The overwhelming message from the two day Congress was that while there is increasing awareness of social, economic and environmental sustainability, port stakeholders must work together to enhance communication to help overcome issues, raise awareness and reduce risk, whilst also avoiding crises.
Hosted by Copenhagen Malmo Port (CMP), nearly 220 maritime port authorities, terminal operators, NGOs, EC representatives, associations and suppliers came together in Copenhagen from 7-9 October 2015. Johan Röstin, CEO of CMP, opened the conference with an enlightening presentation about the scope of environmental undertakings on many fronts - water, noise and soil pollution - including a torpedo to clean up oil–polluted water, and it is working with universities to measure the port's impact on the seabed. Rostin commented though that "making sure that people think 'environment' can be a challenge with some external stakeholders”.
The programme contained a mix of plenary sessions and working groups and, in the first session, Patrick Verhoeven, secretary general of the European Community Shipowners’ Associations (ECSA), introduced a broad session discussing the impact of recently introduced sulphur regulations and what has been learned both by regulators and industry operators. He noted that there is room for a forum bringing together both ports and shipping companies in this area, but the two sides must face the problems together.

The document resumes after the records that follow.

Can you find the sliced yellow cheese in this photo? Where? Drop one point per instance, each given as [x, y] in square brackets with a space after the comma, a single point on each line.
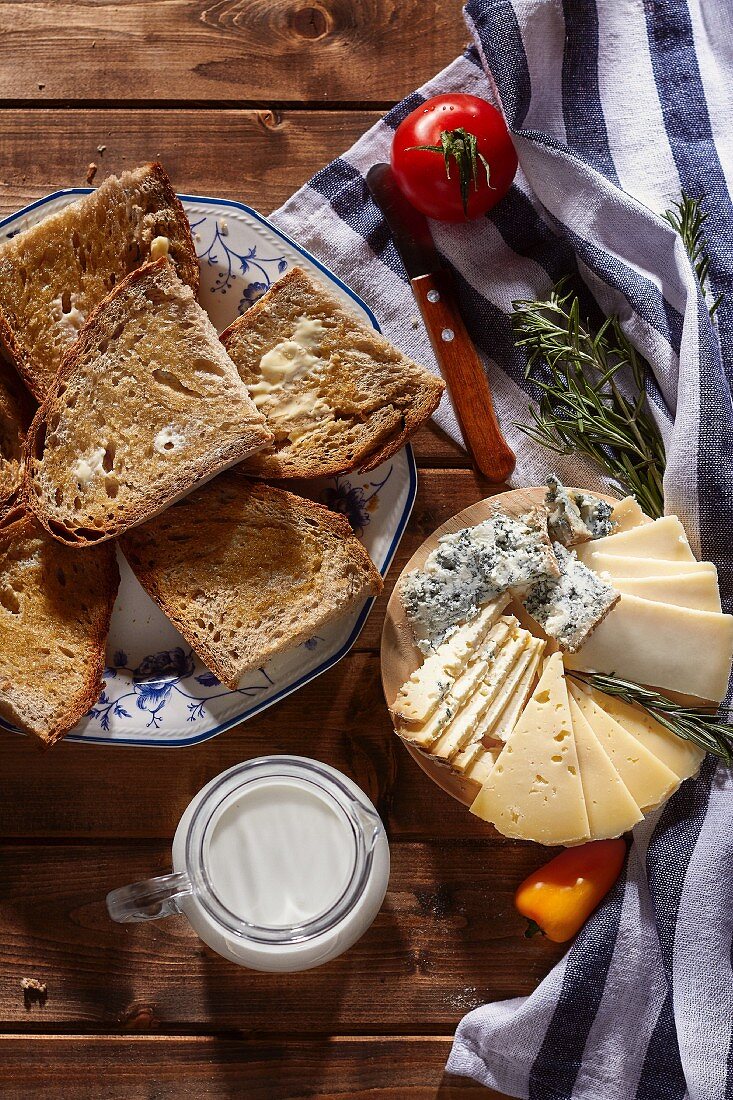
[626, 515]
[611, 810]
[461, 728]
[534, 791]
[681, 757]
[698, 591]
[647, 779]
[513, 695]
[463, 686]
[628, 568]
[663, 646]
[665, 538]
[419, 695]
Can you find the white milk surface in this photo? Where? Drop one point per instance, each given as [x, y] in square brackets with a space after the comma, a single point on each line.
[280, 854]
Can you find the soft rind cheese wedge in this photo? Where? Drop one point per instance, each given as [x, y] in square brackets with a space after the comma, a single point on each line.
[463, 686]
[611, 810]
[664, 538]
[534, 791]
[647, 780]
[626, 515]
[622, 568]
[698, 591]
[512, 696]
[662, 646]
[462, 727]
[681, 757]
[419, 695]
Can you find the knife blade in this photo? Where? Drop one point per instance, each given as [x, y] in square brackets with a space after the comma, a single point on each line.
[455, 352]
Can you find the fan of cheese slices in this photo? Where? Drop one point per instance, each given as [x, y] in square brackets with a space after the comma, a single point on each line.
[494, 704]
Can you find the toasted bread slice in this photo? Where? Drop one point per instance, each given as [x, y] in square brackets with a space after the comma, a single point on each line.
[245, 570]
[336, 394]
[17, 408]
[145, 405]
[55, 606]
[53, 274]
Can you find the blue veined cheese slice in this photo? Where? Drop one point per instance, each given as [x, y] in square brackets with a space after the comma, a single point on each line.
[493, 685]
[502, 715]
[664, 538]
[462, 688]
[471, 567]
[534, 791]
[648, 780]
[681, 757]
[611, 810]
[570, 606]
[419, 695]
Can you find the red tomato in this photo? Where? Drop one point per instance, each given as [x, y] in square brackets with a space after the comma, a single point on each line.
[470, 163]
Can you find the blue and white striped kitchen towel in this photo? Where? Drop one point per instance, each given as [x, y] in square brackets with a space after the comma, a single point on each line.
[616, 107]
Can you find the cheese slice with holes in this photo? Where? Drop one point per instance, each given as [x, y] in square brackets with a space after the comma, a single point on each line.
[698, 591]
[494, 685]
[621, 567]
[662, 646]
[664, 538]
[647, 779]
[611, 810]
[534, 791]
[626, 515]
[419, 695]
[681, 757]
[501, 717]
[462, 689]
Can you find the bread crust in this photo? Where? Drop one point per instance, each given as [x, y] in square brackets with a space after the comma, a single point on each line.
[157, 498]
[390, 427]
[139, 542]
[86, 695]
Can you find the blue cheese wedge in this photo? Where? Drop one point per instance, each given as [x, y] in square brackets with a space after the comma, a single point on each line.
[472, 567]
[570, 606]
[576, 517]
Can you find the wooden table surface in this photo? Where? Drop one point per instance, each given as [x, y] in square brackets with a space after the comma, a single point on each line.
[242, 99]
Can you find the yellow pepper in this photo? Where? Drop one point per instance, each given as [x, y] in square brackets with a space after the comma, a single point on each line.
[559, 897]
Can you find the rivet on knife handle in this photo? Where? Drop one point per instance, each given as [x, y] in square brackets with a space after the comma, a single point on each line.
[465, 376]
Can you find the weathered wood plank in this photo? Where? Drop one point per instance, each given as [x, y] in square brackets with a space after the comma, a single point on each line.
[348, 1068]
[226, 52]
[340, 718]
[447, 939]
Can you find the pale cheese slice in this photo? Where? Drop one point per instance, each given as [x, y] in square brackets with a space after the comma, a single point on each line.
[626, 515]
[462, 688]
[662, 646]
[419, 695]
[647, 780]
[501, 717]
[534, 791]
[462, 727]
[611, 810]
[664, 538]
[698, 591]
[681, 757]
[622, 568]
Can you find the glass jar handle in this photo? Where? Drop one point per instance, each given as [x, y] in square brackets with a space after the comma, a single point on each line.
[150, 899]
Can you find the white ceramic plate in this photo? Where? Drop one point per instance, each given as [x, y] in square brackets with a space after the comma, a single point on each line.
[156, 690]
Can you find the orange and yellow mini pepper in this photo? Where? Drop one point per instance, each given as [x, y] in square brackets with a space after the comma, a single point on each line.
[559, 897]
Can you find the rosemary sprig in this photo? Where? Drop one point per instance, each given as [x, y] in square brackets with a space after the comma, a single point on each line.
[581, 409]
[700, 725]
[688, 218]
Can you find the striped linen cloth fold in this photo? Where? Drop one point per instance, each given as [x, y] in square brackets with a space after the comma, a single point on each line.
[616, 108]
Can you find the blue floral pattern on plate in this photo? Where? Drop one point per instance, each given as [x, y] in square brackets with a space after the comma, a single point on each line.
[156, 691]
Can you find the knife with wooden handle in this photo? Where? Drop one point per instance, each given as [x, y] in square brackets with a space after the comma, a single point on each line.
[457, 356]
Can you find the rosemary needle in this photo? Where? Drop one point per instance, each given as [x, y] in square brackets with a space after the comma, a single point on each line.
[699, 725]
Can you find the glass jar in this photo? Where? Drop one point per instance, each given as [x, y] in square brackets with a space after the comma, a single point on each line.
[280, 864]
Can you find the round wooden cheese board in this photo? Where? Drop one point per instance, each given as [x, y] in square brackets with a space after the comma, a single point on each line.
[401, 656]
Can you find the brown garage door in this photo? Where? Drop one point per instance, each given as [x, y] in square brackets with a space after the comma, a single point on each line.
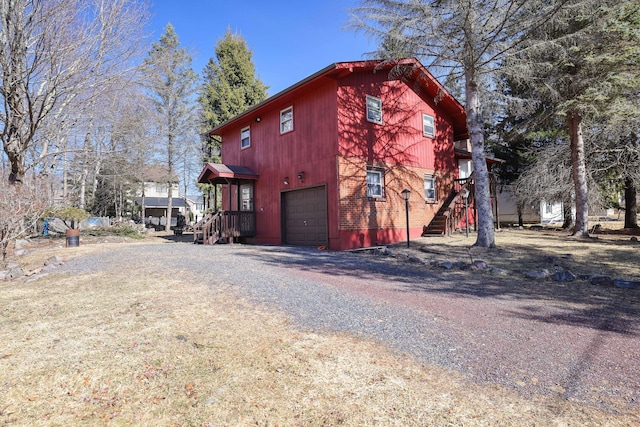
[305, 217]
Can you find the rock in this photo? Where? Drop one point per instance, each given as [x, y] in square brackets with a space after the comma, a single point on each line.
[14, 273]
[21, 243]
[563, 276]
[383, 251]
[55, 260]
[601, 281]
[447, 265]
[626, 284]
[481, 265]
[537, 274]
[49, 267]
[415, 259]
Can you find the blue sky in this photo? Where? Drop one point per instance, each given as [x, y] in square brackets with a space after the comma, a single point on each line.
[290, 39]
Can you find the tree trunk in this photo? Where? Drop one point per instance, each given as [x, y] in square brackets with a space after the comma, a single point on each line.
[579, 171]
[567, 215]
[486, 236]
[167, 227]
[630, 204]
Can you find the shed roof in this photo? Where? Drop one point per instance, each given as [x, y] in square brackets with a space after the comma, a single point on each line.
[161, 202]
[158, 173]
[413, 73]
[213, 172]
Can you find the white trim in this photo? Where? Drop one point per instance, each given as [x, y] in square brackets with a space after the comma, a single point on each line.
[428, 117]
[434, 180]
[374, 114]
[379, 184]
[242, 139]
[283, 129]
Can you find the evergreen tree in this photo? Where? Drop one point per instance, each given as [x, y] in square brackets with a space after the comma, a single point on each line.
[230, 87]
[170, 82]
[584, 62]
[468, 40]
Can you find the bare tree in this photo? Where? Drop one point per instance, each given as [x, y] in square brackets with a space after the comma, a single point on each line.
[583, 63]
[170, 82]
[53, 53]
[463, 39]
[20, 208]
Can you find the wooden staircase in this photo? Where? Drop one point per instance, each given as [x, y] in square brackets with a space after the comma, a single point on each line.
[452, 210]
[207, 230]
[224, 226]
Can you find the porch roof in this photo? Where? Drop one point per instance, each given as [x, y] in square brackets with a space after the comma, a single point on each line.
[221, 173]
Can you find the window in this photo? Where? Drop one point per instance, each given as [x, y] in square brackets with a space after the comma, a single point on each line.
[246, 197]
[375, 183]
[245, 138]
[427, 125]
[549, 208]
[374, 109]
[286, 120]
[430, 188]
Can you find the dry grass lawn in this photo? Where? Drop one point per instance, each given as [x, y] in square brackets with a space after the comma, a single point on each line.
[133, 348]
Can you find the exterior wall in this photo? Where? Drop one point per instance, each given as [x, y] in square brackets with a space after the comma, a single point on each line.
[333, 143]
[151, 189]
[399, 147]
[368, 221]
[310, 148]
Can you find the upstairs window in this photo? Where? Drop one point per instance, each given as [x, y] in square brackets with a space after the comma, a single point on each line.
[430, 188]
[245, 138]
[286, 120]
[375, 183]
[427, 126]
[374, 109]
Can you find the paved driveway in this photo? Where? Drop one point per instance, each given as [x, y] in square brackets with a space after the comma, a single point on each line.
[576, 340]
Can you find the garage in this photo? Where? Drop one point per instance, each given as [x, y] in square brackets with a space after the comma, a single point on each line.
[305, 216]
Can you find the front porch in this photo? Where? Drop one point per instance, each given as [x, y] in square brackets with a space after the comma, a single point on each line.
[238, 220]
[459, 208]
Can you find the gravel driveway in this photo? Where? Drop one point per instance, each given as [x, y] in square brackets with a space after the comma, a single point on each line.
[579, 342]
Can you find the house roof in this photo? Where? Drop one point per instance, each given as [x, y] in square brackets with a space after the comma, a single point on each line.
[161, 202]
[219, 171]
[158, 173]
[414, 74]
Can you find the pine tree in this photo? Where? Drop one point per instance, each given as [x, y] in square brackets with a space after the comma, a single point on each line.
[585, 61]
[465, 39]
[170, 82]
[230, 87]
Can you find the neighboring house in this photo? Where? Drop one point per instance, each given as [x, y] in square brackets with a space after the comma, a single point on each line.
[156, 195]
[325, 162]
[540, 213]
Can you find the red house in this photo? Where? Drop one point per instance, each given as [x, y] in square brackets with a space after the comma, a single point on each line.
[325, 161]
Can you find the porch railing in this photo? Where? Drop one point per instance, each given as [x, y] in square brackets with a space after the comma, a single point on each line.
[225, 226]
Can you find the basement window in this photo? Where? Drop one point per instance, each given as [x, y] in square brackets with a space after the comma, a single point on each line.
[286, 120]
[375, 183]
[428, 128]
[374, 109]
[245, 138]
[430, 188]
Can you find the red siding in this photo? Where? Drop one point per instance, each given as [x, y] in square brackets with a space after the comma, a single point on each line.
[333, 143]
[311, 148]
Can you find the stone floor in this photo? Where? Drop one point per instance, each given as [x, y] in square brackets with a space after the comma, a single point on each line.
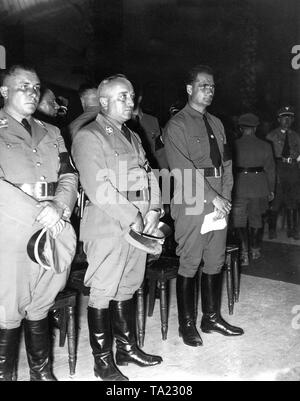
[269, 312]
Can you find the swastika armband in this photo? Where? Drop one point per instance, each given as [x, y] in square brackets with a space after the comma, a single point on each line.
[227, 155]
[66, 165]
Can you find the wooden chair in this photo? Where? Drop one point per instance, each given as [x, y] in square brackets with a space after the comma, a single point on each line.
[164, 269]
[65, 304]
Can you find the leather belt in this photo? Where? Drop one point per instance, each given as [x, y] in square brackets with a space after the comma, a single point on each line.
[288, 160]
[212, 172]
[246, 170]
[138, 195]
[39, 190]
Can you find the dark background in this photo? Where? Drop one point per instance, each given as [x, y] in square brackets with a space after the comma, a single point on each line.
[247, 42]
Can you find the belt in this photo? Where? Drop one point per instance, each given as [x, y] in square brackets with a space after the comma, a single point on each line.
[139, 195]
[246, 170]
[212, 172]
[288, 160]
[39, 189]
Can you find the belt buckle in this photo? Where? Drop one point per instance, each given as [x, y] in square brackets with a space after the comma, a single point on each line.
[41, 189]
[217, 172]
[145, 192]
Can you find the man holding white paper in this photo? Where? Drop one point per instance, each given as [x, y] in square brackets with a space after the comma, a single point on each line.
[195, 141]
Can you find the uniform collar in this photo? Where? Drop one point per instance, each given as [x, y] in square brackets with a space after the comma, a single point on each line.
[195, 113]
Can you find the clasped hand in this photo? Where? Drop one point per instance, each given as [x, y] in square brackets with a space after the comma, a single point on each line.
[148, 225]
[49, 215]
[222, 206]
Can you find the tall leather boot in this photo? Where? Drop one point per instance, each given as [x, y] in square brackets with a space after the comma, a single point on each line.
[38, 349]
[101, 342]
[9, 346]
[211, 286]
[186, 297]
[295, 230]
[289, 223]
[272, 224]
[243, 237]
[255, 243]
[124, 328]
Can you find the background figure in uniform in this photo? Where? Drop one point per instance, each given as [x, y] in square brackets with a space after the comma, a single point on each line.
[90, 104]
[35, 166]
[114, 174]
[194, 139]
[148, 128]
[254, 183]
[286, 148]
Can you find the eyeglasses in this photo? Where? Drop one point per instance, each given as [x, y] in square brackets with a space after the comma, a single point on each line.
[206, 87]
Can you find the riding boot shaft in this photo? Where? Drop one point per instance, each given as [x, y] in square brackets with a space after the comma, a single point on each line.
[9, 346]
[187, 307]
[38, 349]
[124, 330]
[101, 341]
[211, 287]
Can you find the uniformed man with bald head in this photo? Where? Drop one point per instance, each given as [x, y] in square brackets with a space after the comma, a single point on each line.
[116, 177]
[38, 187]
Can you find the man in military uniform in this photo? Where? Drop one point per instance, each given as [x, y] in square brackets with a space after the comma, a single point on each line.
[115, 175]
[286, 148]
[254, 183]
[195, 142]
[90, 104]
[33, 163]
[147, 126]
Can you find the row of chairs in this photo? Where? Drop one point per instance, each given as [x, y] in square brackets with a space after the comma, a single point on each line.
[157, 278]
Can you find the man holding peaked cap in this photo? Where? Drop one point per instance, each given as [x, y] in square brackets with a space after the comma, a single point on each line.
[253, 185]
[38, 190]
[124, 202]
[286, 148]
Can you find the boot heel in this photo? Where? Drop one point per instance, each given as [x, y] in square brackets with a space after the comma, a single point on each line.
[121, 363]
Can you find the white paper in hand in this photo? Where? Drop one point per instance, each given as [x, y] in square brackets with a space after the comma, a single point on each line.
[211, 223]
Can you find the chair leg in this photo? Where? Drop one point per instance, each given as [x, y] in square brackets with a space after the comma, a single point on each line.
[236, 277]
[62, 322]
[163, 309]
[228, 268]
[152, 292]
[140, 317]
[71, 330]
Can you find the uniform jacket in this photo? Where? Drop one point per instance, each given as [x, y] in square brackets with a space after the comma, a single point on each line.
[40, 157]
[27, 159]
[250, 151]
[187, 147]
[276, 137]
[109, 165]
[83, 119]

Dimitrios Theologitis, Head of Unit Ports & Inland Navigation, DG Move, talked about the forecasted growth in trade volumes, bigger ships, data-driven technologies and noted some of the many things port operators can do in response. “Of course global regulation is the best possible way, but all global starts with regional moves. Someone has to make the proposal. And if that someone is part of the EU, the EU must recognise the proposal - the experience of sulphur ECAs shows what happens if there is not regional recognition,” he said. Edvard Molitor, Senior Manager Environment, Port of Gothenburg, noted that SOx emissions in Gothenburg have dropped by 80% since January, with no traffic problems caused by the SECA - although he said that some containerships are detouring to minimise SECA time.
On the interplay of global v regional regulation, Olaf Merk, from the International Transport Forum highlighted the need for cooperation first at a local level when regulations such as the sulphur directive are introduced, where ports have an essential 'stage director' role to play. On a global level, he asserted the need for a regular stakeholder conference not just for green issues, but on all issues affecting the supply chain.
The Port Tour on the final day, Friday, 9 October, delegates were able to visit the Becker Marine LNG Hybrid Barge before carrying on to the Cruise Terminals, Ndr Toldbod and Langelinie, the Søndre Freeport, ferry and RoRo terminal and freeport, container- cruise and general cargo terminals. The tour then continued on to the Cruise terminals Oceankaj (Ocean Quay), the bulk terminal Prøvestenen, Liquid Bulk Prøvestenen and had sight of Middelgrunden, the world’s first off shore Windmill Park. Continuing on to Sweden via the Øresund Bridge, the Liquid bulk, Swede harbour, dry bulk, Norra Hamnen, Malmö Industrial Park, Norra hamnen, Container,- RoRo and Combi terminal were all visited and the tour ended with lunch on-board ms Finnpartner, courtesy of FinnLines.